Internet Explorer’s problem was that it broke web pages. We were putting a lot of effort into ensuring popular web pages worked in the new version of Internet explorer. Lily was running this program. Concerned at our progress, a VP called a review meeting, the kind that lives in Microsoft lore, when your goal is to come through with arms and legs still attached. Lily was diligent and detail-oriented. She’d been driving her program and the results were looking good. I was ready to present the update the following day. We’d put the finishing touches on the slides and numbers and gone home for the night.
Then I got a phone call. Caller ID said it was Lily.
“I’ve just reviewed the numbers” she said, “I’m really sorry, there’s a big mistake in my calculations”.
She didn’t know at that point whether the error was in our favor or not. Either way, I knew I wouldn’t representing the truth in our presentation. I was angry and upset, and thoughts were racing through my head:
- “I shouldn’t have trusted this important project to someone so new”
- “Lily was incompetent and has put me in a bad position”
- “My next promotion is ruined”
- “I’m going to give her hell for this”
In a split second, my brain had self-criticized, blamed someone else, turned things into a catastrophe and then lashed out. Maybe your brain doesn’t work like this. Mine did.
And then, for just a fraction of a second another voice entered my head.
“Those things may or may not true. Is acting on any of those thoughts going to help the situation? Is it possible that there’s a better outcome here by not shouting and screaming?”
Lily had worked incredibly hard on this project. She was incredibly diligent, in fact, without her diligence I doubt we would have caught the error. She had showed incredible courage to own up to it.

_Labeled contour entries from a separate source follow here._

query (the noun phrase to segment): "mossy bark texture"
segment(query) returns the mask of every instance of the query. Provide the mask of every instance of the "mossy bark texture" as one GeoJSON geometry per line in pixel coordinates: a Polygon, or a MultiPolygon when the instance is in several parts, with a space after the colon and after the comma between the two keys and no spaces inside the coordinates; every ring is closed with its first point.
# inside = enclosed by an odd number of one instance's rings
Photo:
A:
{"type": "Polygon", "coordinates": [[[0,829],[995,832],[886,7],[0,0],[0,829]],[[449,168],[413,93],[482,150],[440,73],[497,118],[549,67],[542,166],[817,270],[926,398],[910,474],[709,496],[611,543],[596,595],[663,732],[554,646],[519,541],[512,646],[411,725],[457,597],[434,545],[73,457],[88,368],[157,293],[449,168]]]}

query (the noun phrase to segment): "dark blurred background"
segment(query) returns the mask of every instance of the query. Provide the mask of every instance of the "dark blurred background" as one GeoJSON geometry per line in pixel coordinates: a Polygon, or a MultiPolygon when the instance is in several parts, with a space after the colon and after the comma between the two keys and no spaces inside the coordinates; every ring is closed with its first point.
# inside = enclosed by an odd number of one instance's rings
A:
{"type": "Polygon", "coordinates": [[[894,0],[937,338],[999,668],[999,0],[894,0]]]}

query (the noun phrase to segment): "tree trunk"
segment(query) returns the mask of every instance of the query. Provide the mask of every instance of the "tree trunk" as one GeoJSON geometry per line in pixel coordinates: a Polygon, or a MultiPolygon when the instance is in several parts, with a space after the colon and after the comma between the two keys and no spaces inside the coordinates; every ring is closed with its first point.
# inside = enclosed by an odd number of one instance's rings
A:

“Can you come round?”, I said. “We’ll get this worked out.”
Lily came round. My wife cooked us dinner. We worked through it. In all honesty, I can’t remember what the error was or how it affected the outcome. For all the potential catastrophes my mind had created, it was an insignificant moment in my journey, something I’d forgotten until Lily reminded me of it all these years later.
But what started that day was a snowball. That little voice of sanity that had crept into my angry, blaming thoughts had shown me that empathy was OK and it actually worked. The next time I panicked about messing something up, the voice of sanity was a little louder. It got louder each time until it became the dominant voice, quieting the angry and blaming thoughts that used to lead.
As I said in my article, empathy is not a dirty word for a manager. It’s the ability to put yourself in someone else’s shoes and ask “is blaming, shouting, criticizing actually going to help?”. Empathy doesn’t come from saying to yourself, “I’m going to be empathetic today”. It’s experiential. It’s something you experiment with that gets more comfortable over time. You just need to start.